Thursday, November 5, 2009

Maybe not better, but different....

I have no idea who wrote this,
I just ran into a few days ago when I was searching for something IF related...




Thoughts on Becoming a Mother
There are women who become mothers without effort,
without thought,without patience or loss,
and though they are good mothers
and love their children,
I know that I will be better.

I will be better not because of genetics or money
or because I have read more books,
but because I have struggled and toiled for this child.

I have longed and waited.
I have cried and prayed.
I have endured and planned
over and over again.

Like most things in life,
the people who truly have appreciation
are those who have struggled to attain their dreams.

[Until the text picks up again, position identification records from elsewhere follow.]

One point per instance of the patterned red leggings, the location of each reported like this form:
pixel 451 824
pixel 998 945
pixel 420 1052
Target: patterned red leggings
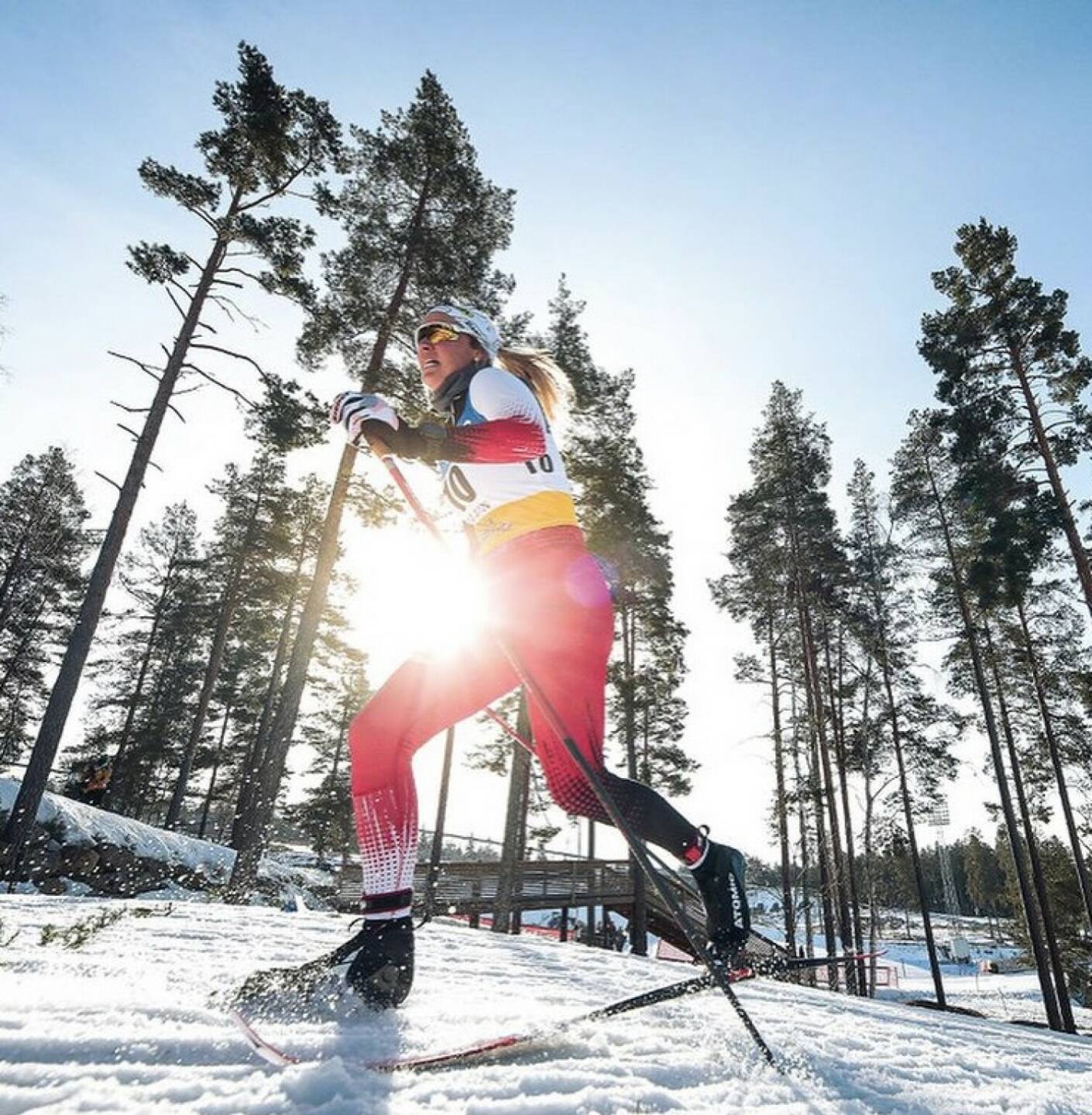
pixel 552 607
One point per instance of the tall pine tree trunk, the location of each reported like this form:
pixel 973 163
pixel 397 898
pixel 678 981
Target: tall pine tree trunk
pixel 259 812
pixel 252 762
pixel 805 844
pixel 1066 509
pixel 1066 1010
pixel 836 884
pixel 225 617
pixel 79 643
pixel 1082 871
pixel 1049 1000
pixel 509 883
pixel 839 730
pixel 823 858
pixel 215 767
pixel 782 806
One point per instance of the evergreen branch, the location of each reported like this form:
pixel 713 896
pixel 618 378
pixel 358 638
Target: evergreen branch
pixel 279 190
pixel 204 217
pixel 239 271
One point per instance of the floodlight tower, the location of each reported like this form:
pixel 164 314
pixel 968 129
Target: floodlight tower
pixel 939 818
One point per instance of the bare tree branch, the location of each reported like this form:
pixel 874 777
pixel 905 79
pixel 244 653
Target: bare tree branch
pixel 239 356
pixel 225 302
pixel 108 481
pixel 212 379
pixel 147 369
pixel 144 410
pixel 239 271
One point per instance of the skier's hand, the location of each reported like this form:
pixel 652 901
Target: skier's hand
pixel 357 410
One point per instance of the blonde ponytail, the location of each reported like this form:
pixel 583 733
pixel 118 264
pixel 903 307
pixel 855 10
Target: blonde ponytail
pixel 544 375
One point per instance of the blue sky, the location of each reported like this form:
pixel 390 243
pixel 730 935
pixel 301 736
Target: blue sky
pixel 740 190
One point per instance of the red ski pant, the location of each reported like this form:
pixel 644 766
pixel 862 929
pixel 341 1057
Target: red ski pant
pixel 551 605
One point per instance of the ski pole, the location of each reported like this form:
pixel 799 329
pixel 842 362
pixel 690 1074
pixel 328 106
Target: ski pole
pixel 715 966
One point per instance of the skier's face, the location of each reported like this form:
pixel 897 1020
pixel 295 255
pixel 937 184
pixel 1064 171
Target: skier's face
pixel 442 358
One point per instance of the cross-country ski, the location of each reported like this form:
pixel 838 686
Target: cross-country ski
pixel 781 968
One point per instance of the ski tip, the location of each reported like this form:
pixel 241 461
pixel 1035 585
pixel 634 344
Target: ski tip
pixel 450 1059
pixel 265 1049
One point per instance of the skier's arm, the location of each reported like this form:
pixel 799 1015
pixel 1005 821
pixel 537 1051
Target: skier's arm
pixel 512 428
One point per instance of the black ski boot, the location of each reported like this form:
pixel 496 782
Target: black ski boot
pixel 727 915
pixel 382 971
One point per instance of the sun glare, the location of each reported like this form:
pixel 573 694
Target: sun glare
pixel 416 597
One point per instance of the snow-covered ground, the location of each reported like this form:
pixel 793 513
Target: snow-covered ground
pixel 124 1025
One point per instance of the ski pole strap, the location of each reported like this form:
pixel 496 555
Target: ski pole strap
pixel 384 904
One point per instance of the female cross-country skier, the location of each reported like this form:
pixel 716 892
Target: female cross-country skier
pixel 549 602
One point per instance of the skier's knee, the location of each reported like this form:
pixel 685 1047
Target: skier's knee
pixel 374 750
pixel 572 793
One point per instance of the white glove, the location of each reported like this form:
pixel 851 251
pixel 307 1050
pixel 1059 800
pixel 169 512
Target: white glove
pixel 354 408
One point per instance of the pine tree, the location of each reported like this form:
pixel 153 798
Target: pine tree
pixel 1011 370
pixel 147 676
pixel 925 492
pixel 325 815
pixel 422 225
pixel 271 139
pixel 250 499
pixel 43 542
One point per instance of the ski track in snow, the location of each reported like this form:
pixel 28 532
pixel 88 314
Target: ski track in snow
pixel 124 1025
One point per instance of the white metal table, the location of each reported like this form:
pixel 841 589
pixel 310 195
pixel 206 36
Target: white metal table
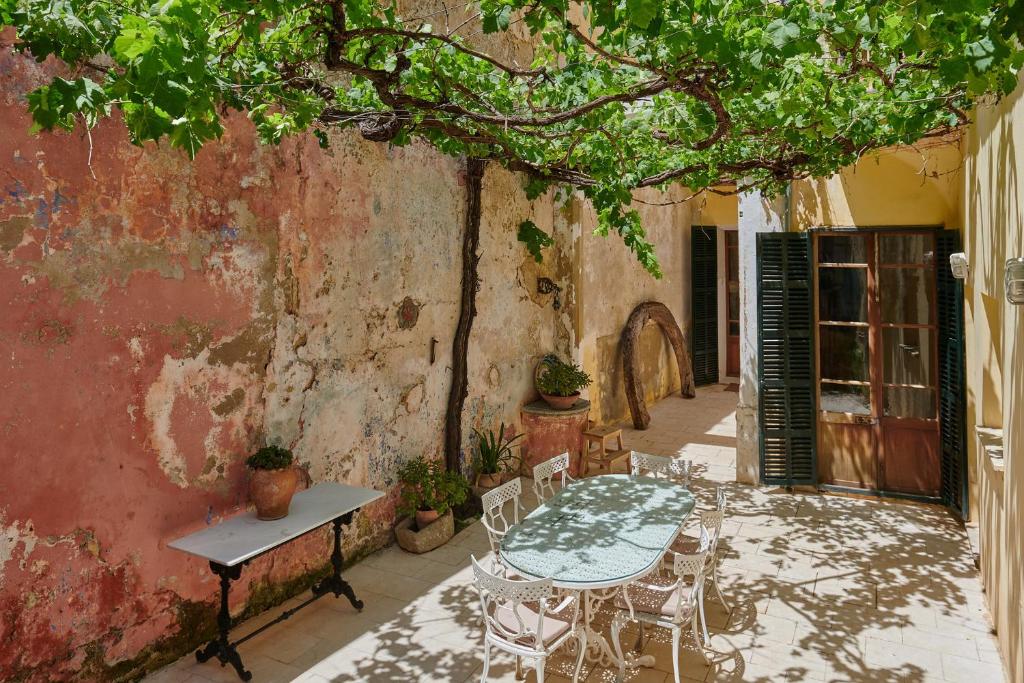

I will notice everything about my child.
I will take time to watch my child sleep,
explore, and discover.
I will marvel at this miracle every day
for the rest of my life.

I will be happy when I wake
in the middle of the night to the sound of my child,
knowing that I can comfort, hold, and feed him
and that I am not waking to take another temperature,
pop another pill, take another shot
or cry tears of a broken dream.
My dream will be crying for me.

I count myself lucky in this sense;
that God has given me this insight,
this special vision
with which I will look upon my child.

Whether I parent a child I actually give birth to
or a child that God leads me to,
I will not be careless with my love.

I will be a better mother for all that I have endured.
I am a better wife, a better aunt, a better daughter,
neighbor, friend, and sister
because I have known pain.

I know disillusionment,
as I have been betrayed by my own body.
I have been tried by fire and hell that many never face,
yet given time, I stood tall.

I have prevailed.
I have succeeded.
I have won.

So now, when others hurt around me,
I do not run from their pain in order to save myself discomfort.
I see it, mourn it, and join them in theirs.
I listen.
And even though I cannot make it better,
I can make it less lonely.

I have learned the immense power
of another hand holding tight to mine,
of other eyes that moisten as they learn to
accept the harsh truth when life is beyond hard.

I have learned a compassion
that only comes by walking in those shoes.
I have learned to appreciate life.
Yes, I will be a wonderful mother. Someday.